Before Mama died, I was much more insecure about reaching out to people who might reject me. I was afraid of getting hurt and looking foolish. Mama’s death changed my perspective about many things, including risk. In the 18 months following her death, 5 of my co-workers experienced the death of a parent. In each case I had a choice, either to risk reaching out in compassion or to stay inside myself and my own grief. And in each case I opted to reach out…to take the risk of opening myself to another hurting person. And I never regretted it.

Right now I have several friends who are dealing with illness and grief in their lives, and since their lives touch mine, I am touched by their suffering. My heart hurts for all of our feelings of helplessness and lack of control over circumstances. Self-preservation nudges me to isolate myself from their suffering in an effort to minimize my own.

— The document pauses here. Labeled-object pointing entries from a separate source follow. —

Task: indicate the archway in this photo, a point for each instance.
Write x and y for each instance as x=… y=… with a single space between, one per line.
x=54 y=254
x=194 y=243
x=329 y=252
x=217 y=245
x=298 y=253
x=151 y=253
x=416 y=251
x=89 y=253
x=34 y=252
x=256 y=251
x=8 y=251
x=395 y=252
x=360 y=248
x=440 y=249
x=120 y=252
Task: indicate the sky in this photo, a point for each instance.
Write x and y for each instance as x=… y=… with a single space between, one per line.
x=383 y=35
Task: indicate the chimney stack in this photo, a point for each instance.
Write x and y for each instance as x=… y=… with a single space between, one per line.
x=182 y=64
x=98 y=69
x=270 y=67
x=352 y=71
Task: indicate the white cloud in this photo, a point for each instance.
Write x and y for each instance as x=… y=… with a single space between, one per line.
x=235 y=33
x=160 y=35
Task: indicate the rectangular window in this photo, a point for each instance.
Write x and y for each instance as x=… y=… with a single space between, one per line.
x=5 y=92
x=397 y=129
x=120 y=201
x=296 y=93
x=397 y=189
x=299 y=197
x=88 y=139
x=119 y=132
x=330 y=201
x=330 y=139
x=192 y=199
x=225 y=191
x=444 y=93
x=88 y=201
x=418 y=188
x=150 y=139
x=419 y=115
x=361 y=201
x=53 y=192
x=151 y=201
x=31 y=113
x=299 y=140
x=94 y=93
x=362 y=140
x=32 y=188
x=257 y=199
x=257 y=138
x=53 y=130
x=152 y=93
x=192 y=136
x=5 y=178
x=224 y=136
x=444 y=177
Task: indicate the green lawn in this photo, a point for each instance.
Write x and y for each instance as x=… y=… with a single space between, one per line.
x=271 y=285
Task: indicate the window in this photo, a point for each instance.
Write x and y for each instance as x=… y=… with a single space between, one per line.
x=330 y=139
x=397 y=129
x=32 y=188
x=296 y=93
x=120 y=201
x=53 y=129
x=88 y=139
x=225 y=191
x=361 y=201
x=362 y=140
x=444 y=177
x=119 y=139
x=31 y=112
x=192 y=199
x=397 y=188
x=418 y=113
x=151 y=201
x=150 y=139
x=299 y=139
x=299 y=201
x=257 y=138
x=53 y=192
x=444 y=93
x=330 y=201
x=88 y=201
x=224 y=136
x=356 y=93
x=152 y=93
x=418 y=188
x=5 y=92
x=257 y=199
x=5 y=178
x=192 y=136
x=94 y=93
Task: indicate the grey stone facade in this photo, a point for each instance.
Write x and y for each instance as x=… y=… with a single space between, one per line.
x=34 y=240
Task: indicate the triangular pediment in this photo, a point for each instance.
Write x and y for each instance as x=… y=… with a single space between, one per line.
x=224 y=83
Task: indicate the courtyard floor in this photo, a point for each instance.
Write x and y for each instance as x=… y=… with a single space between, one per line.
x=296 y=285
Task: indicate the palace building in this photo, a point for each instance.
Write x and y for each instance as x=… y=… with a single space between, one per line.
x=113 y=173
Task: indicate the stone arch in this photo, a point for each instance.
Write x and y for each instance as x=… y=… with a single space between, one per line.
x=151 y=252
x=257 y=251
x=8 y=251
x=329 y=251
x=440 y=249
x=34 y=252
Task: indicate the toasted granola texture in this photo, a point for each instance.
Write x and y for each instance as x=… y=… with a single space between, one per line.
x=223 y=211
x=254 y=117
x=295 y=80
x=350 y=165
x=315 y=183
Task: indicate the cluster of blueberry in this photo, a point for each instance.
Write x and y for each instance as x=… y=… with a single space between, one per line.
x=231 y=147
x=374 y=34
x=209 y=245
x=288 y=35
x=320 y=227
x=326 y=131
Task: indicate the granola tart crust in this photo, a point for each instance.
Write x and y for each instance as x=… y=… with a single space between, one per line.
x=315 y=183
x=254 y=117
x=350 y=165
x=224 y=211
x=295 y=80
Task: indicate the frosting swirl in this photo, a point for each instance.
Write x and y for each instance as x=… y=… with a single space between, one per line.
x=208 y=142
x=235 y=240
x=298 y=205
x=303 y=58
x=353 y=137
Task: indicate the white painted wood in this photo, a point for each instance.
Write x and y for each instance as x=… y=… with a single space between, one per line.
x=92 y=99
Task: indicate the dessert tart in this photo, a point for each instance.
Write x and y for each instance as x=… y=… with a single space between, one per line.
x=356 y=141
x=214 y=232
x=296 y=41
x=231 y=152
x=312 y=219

But my heart of hearts urges me to step into their pain, to lean into human frailty and to try to shore up those around me who suffer. As I walk alongside, my shoes may become soiled with their blood, sweat and tears, and my arms may ache from trying to help carry their load. But it’s the only way I know to live.

My life is constantly teaching me lessons about how fragile we humans are, how fast time passes and how important it is not to leave things undone. I do not want to die regretting the thing I DIDN’T do or say. Sometimes saying what needs to be said or doing what needs to be done means steppin’ in it…and if that’s the case, then so be it.

Jesus knows the path we walk, including through the valley of the shadow of death. He knows what we step in. He washed the disciples’ feet, after all. I like to imagine a welcome mat at the pearly gates where we can shake off all that we’ve stepped in here as we prepare to enter Heaven.